Omicidio Agata Scuto: cosa è successo
Stando alle dichiarazioni di Mariella, madre della Scuto, il giorno della scomparsa lei e l’altro figlio si erano recati dalla nonna, lasciando Agata da sola in casa. Al suo rientro della ragazza non c’era più traccia, così la donna ne denunciò la scomparsa; denuncia ritirata qualche tempo dopo.
Dietro questa decisione ci sarebbero state le rassicurazioni del compagno che sosteneva di aver visto Agata in compagnia di un fidanzato biondo, forse rumeno, prima in motorino e poi in macchina e di averci parlato. Un caso curioso visto che la 22enne non usciva mai di casa da sola e frequentava solo i familiari più stretti.
Un altro dettaglio importante lo fornisce sempre la madre ai microfoni della trasmissione condotta da Federica Sciarelli: Palermo è un uomo manesco. Più volte la donna era stata vittima di episodi di maltrattamenti: nel corso di un alterco lui le aveva addirittura puntato un coltello alla pancia. E la stessa Agata era stata vittima di una scarica di botte. Inoltre, la giovane aveva un diario dove annotava i giorni in cui le arrivava il ciclo, sia a lei che a sua madre.
In una circostanza le fece notare come le mestruazioni le fossero saltate da due mesi. Pensando che si trattasse di un problema fisico e certa che la figlia non avesse rapporti sessuali, Mariella lo aveva confidato a Palermo. Dopo pochi giorni, Agata sparì. Potrebbe essere stato questo il movente dell’omicidio.
Omicidio Agata Scuto: chi è stato a ucciderla
Quella di Agata Scuto è una storia che ha a che fare con una mentalità violenta, omertosa e connivente. Preoccupato dalle indagini dei Carabinieri e sentendosi alle strette, Palermo ha confessato il delitto parlando tra sé e sé nella sua macchina piena di cimici. Gli inquirenti, che avevano subodorato qualche elemento che non tornava, sommato a una serie di anomalie nel comportamento dell’uomo, hanno messo delle microspie nella sua utilitaria.
L’uomo aveva paura di essere arrestato e temeva che le forze dell’ordine scoprissero che la povera Agata fosse stata strangolata e bruciata in un casolare di campagna a Pachino, nel siracusano. Per gli investigatori le parole di Palermo equivalgono ad un’ammissione di colpa che lascia decadere le precedenti dichiarazioni rilasciate ai magistrati durante gli interrogatori, in cui ricostruiva i suoi spostamenti di quel tremendo 4 giugno, affermando di essersi recato a raccogliere lumache nella piana di Catania e poi origano sull’Etna e di essersi ferito a una gamba.
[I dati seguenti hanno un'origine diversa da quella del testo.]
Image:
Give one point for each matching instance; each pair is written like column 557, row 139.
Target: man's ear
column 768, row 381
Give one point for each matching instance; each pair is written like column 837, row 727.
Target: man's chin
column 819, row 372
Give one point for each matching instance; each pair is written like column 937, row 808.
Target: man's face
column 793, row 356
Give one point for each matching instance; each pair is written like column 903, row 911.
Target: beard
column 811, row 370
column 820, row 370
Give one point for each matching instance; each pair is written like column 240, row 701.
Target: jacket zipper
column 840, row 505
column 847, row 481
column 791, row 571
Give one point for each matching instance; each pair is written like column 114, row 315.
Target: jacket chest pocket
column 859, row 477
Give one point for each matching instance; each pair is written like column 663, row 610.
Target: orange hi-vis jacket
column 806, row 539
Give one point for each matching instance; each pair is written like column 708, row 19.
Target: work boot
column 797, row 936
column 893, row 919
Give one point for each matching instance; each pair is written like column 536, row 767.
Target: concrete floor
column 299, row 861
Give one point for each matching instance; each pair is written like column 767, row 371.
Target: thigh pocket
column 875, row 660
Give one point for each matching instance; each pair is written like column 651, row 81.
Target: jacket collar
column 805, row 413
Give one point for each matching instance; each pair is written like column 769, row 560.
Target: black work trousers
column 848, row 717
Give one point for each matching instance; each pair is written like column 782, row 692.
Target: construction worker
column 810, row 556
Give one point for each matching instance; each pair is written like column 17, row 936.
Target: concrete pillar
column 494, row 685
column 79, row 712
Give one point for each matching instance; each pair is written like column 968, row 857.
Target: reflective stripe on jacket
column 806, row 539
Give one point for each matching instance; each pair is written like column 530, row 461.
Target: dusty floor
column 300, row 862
Per rafforzare le sue menzogne avrebbe “cercato di inquinare le prove” mettendosi d’accordo con alcuni conoscenti affinché confermassero il suo alibi e “avrebbe cercato di nascondere in una località sull’Etna un tondino di ferro intriso del suo sangue, tondino che avrebbe voluto fare ritrovare il giorno del suo arresto al fine di dimostrare il suo alibi e la sua innocenza”, come ha spiegato il Giudice per le indagini preliminari di Catania, Maria Ivana Cardillo.
Alla luce dei dati raccolti, la confessione in auto e le confidenze fatte ad un amico al telefono - “Bastiano, mi arrestano. Si sono portati tutti i telefoni”. E ancora: “Io con questa ragazza ci scherzavo, ci facevo... lei mi diceva: ’Ma tu lo vuoi fare un giro con me?’... Se rintracciano queste parole sono rovinato” - il Gip ha disposto l’arresto di Palermo.